Girls won top honors for the first time last week in the Siemens Competition in Math, Science and Technology, one of the nation's most coveted student science awards, and contestants from the Philadelphia region got plenty of notice.
Isha Himani Jain, 16, a senior at Freedom High School in Bethlehem, Pa., placed first in the individual category for her studies of bone growth in zebra fish, whose tail fins grow in spurts, similar to the way children's bones do. She will get a $100,000 scholarship.
Janelle Schlossberger and Amanda Marinoff, both 17 and seniors at Plainview-Old Bethpage John F. Kennedy High School on Long Island, split the other $100,000 top prize, in the team category, for creating a molecule that helps block the reproduction of drug-resistant tuberculosis bacteria.
The girls' victories are "wonderful news, but I can't honestly say it's shocking," said Nancy Hopkins, a biologist at the Massachusetts Institute of Technology.
Hopkins helped start a national discussion about girls and science two years ago when she walked out of a talk by Harvard University's president, Lawrence H. Summers, after he suggested that innate differences between men and women might be one reason that fewer women than men succeed in math and science careers.
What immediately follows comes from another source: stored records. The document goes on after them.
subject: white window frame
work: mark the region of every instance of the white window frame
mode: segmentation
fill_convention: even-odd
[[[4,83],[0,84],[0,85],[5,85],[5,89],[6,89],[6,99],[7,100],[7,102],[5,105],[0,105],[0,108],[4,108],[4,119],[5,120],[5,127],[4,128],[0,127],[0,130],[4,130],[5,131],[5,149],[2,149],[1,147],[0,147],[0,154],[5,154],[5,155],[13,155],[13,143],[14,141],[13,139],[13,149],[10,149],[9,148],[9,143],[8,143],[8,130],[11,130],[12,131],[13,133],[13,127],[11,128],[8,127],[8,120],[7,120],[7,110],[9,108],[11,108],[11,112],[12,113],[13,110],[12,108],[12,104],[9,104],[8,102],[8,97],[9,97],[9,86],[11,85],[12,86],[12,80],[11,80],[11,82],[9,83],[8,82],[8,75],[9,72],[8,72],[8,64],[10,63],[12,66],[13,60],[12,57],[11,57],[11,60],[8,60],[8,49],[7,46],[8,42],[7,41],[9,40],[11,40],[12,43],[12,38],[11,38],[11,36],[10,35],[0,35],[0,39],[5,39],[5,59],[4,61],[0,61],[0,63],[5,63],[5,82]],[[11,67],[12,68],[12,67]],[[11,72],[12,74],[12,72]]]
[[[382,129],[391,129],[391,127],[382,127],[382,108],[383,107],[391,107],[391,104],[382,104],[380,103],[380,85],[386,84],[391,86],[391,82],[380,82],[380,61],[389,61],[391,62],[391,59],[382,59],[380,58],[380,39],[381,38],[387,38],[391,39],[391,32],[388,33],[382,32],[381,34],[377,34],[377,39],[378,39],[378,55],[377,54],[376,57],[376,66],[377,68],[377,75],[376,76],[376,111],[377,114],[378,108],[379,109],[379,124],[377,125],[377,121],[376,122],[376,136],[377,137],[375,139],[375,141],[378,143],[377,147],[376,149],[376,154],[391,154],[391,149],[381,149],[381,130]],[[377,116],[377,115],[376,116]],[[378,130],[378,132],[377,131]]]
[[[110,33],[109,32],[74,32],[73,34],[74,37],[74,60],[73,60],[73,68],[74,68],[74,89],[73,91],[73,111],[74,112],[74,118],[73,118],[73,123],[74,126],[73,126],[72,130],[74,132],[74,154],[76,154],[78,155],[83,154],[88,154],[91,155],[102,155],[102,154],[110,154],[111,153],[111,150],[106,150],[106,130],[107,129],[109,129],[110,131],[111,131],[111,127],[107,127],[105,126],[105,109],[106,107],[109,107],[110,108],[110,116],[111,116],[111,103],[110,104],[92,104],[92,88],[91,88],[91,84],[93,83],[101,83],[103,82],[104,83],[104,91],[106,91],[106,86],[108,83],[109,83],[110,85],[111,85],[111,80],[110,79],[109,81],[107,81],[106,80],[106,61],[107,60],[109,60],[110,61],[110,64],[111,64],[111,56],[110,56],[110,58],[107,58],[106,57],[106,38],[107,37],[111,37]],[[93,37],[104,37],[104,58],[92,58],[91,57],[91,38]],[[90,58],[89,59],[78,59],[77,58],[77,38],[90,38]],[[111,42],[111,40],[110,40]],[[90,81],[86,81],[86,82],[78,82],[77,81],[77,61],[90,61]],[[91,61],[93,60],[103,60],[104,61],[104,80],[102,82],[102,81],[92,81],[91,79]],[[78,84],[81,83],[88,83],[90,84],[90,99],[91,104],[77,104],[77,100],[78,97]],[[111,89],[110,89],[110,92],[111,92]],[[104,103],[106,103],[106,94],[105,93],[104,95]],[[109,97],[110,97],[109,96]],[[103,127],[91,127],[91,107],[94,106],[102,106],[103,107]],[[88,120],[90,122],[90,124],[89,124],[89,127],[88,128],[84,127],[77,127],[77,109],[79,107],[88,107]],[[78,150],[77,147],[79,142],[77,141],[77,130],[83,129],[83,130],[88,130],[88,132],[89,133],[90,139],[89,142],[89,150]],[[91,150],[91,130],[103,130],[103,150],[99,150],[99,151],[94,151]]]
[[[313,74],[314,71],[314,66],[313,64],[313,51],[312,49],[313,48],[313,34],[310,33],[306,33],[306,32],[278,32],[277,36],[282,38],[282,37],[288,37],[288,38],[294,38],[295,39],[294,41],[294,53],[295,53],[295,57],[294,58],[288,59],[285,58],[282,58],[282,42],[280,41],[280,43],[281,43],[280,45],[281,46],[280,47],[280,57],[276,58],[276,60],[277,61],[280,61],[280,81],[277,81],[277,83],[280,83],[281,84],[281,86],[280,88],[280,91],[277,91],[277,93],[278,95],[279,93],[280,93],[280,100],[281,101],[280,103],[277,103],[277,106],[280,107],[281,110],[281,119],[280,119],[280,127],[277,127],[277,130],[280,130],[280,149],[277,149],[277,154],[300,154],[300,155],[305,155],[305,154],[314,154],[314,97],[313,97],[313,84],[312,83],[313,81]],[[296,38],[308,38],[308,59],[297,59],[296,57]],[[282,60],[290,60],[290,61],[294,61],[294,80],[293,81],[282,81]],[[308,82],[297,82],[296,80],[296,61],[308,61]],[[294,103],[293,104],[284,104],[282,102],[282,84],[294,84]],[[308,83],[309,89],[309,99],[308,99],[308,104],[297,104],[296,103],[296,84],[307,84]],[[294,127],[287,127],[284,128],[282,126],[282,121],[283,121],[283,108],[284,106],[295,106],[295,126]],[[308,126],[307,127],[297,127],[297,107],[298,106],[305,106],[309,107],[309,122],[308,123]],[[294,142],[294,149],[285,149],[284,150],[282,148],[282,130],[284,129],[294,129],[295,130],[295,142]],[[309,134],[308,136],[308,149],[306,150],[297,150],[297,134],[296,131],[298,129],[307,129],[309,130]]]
Summers apologized during the ensuing furor; he announced his resignation as Harvard's president 13 months later.
"Why do people think girls can't do science?" Hopkins said last week. "Where did this crazy idea ever come from?"
James Whaley, president of the Siemens Foundation, which oversees the competition for Siemens AG, a global electronics and engineering company, said the competition results sent a great message to young women.
It certainly did for three homeschooled girls from both sides of the Delaware River near Trenton.
When their team - Caroline Lang of Yardley and Naomi Collipp of Levittown, both 16, and Rebecca Ehrhardt, 15, of Hamilton Square, N.J. - gave the required 12-minute presentation last Sunday, they used a Power Point presentation to demonstrate their "Burgercam" monitoring system.
The Burgercam is designed to determine when E. coli bacteria in hamburgers have been safely eliminated by measuring the shrinkage of each patty when fully cooked.
Several hundreds of hamburgers later, the girls took home fifth place nationally and split $20,000 in scholarship money.
Caroline, Rebecca and Naomi, called "the Hamburger Girls," said they had been friends since they were toddlers and had stayed in touch through a group for home-schooled children.
"They were concerned it wasn't sophisticated enough, but they wanted to try," said Rebecca's mother, Alicia Butcher Ehrhardt, a plasma physicist.
More than 1,600 students nationwide entered the Siemens competition. After several rounds of judging by a panel of scientists led by Joseph Taylor, winner of the 1993 Nobel Prize in physics and a professor emeritus at Princeton, 20 finalists were chosen. They presented their projects at New York University and vied for scholarships ranging from $10,000 to $100,000.
Eleven of the finalists were girls - the first year that girls outnumbered boys in the finals. Most of the finalists attend public school. Three-quarters of them have a parent who is a scientist.
Isha Himani Jain, who took the top individual prize home to Bethlehem, published her first research paper with her father, a professor at Lehigh University, when she was 10 or 11; her mother is a doctor.
Isha said she chose to study zebra fish - work that she has already published in the journal Developmental Dynamics - because they are a good animal model.
"They're simple creatures, and if you amputate their fins they regenerate," she said.
She said her research should lead to understanding bone growth in other vertebrates along with bone disorders in humans.
At last week's awards ceremony, Isha teared up during her brief acceptance speech, then ran and jumped into her father's arms.